DEAR READER: Shingles, also known as herpes zoster or just zoster, is caused by the varicella-zoster virus. It is the same virus that causes chickenpox. Once you have had chickenpox, the varicella-zoster virus remains in your body’s nerve tissues. It is inactive, but it can be reactivated later in life. This causes shingles.
When the virus reactivates, it causes a burning or tingling sensation in the affected areas. A few days later, the virus causes a blistery rash. (I’ve put an illustration of this process on my website, AskDoctorK.com.)

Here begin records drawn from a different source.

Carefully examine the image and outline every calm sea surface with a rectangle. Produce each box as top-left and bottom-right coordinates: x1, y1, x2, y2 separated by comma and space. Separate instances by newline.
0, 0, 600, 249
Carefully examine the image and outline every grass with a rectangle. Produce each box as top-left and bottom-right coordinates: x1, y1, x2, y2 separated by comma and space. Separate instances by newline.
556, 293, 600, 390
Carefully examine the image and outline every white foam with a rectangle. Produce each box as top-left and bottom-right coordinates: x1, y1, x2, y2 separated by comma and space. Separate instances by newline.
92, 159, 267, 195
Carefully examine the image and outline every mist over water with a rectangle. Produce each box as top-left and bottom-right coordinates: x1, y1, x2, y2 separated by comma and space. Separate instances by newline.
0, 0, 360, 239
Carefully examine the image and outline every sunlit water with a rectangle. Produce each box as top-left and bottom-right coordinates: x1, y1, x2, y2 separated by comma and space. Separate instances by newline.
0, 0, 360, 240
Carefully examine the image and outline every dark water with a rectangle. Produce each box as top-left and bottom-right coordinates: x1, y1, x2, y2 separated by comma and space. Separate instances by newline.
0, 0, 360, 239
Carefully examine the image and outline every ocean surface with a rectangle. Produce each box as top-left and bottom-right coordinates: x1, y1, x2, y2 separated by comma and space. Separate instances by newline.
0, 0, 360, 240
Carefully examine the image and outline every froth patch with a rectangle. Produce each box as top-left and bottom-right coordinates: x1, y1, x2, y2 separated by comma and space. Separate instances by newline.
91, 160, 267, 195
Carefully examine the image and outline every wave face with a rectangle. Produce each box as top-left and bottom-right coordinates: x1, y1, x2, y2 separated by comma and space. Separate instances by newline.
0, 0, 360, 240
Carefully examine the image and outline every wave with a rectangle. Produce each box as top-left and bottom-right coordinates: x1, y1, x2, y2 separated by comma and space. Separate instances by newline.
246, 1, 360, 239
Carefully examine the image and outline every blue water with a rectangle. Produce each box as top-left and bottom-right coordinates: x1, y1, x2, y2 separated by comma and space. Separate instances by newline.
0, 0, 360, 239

If you’re older than age 50 and have had shingles pain for less than three days, the current recommendations call for doctors to prescribe antiviral medicine to kill the virus that causes shingles. (If you are younger than 50 and very uncomfortable from shingles that began in the last three days, your doctor may still prescribe antiviral therapy.)
The two medicines recommended most often are famciclovir (Famvir) and valacyclovir (Valtrex). These antiviral medications not only help shorten the days of pain that you have, they also help reduce the risk of long-lasting shingles pain, or post-herpetic neuralgia.
If the antiviral medicine does not provide enough relief, you can take additional pain medicines. Start with nonsteroidal anti-inflammatory drugs and acetaminophen. If necessary, your doctor will prescribe more potent pain medicines; these include codeine, tramadol and (when the pain is very severe) oxycodone.
You should also gently rinse your skin rash and blisters once or twice daily with cool water. Your doctor may suggest that you use antibiotic ointment on open areas.
If post-herpetic neuralgia presents severe pain, then oxycodone, morphine and methadone may be helpful.
A shingles vaccine is recommended for most adults age 60 and older. Even though treatment is effective, nothing beats preventing the condition in the first place.